Many solar PV technologies use extremely toxic material that have unknown health and environmental consequences including new nano-materials and processes. There is limited data on specific air emissions and liquid or solid effluents from PV cells and processing.

==Policy==

Research is currently underway exploring the possibility of replacing a number of the more hazardous chemicals workers are exposed to, such as cadmium and hydrofluoric acid, with less toxic chemicals.

Regarding policies related to solar panel installation, OSHA requires employers to implement and provide safety training for workers, including information on how to assess the worksite for potential hazards, safely perform required action such as heavy lifting, and what to do should an accident occur. This type of protection falls on the tip of on the hierarchy of controls as the least effective measure to ensure the safety of workers.

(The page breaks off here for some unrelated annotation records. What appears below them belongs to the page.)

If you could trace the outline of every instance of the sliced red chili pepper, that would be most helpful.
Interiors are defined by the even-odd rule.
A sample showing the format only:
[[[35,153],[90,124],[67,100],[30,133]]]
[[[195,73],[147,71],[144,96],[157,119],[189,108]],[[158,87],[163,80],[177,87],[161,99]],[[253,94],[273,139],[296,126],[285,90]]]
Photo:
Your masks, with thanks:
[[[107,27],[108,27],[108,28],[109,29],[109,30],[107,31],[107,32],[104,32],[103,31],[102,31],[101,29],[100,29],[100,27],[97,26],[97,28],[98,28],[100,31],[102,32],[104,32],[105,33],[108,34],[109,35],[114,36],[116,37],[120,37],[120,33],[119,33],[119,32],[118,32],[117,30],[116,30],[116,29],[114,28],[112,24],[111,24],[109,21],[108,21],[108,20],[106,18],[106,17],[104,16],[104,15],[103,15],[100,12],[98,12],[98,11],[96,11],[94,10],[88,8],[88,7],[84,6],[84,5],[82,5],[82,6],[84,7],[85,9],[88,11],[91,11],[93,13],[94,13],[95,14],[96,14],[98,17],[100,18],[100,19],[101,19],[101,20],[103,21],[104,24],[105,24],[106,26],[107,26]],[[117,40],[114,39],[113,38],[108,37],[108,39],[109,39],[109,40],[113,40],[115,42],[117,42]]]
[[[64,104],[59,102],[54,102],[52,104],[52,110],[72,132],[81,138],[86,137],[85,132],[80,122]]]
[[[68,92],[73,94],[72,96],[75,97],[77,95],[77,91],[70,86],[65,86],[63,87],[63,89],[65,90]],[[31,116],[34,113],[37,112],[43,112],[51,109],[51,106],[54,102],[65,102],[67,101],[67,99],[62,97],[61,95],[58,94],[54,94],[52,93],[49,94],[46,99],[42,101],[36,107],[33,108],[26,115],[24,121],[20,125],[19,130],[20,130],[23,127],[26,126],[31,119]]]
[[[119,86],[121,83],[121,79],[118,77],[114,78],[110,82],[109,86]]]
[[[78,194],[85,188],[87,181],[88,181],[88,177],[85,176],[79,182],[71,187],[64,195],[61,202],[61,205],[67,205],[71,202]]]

Hierarchy of Controls (By NIOSH)

In recent years the National Institute for Occupational Safety and Health launched the Prevention through Design (PtD) initiative. This initiative strives to improve the health and safety of workers by taking a comprehensive approach to eliminate hazards and control risks earlier in the process.

In 2013, SEIA introduced the Solar Industry Environmental & Social Responsibility Commitment, a voluntary set of guidelines for the solar industry. Companies can choose to sign and agree to adhere to general best practices, including those for worker safety.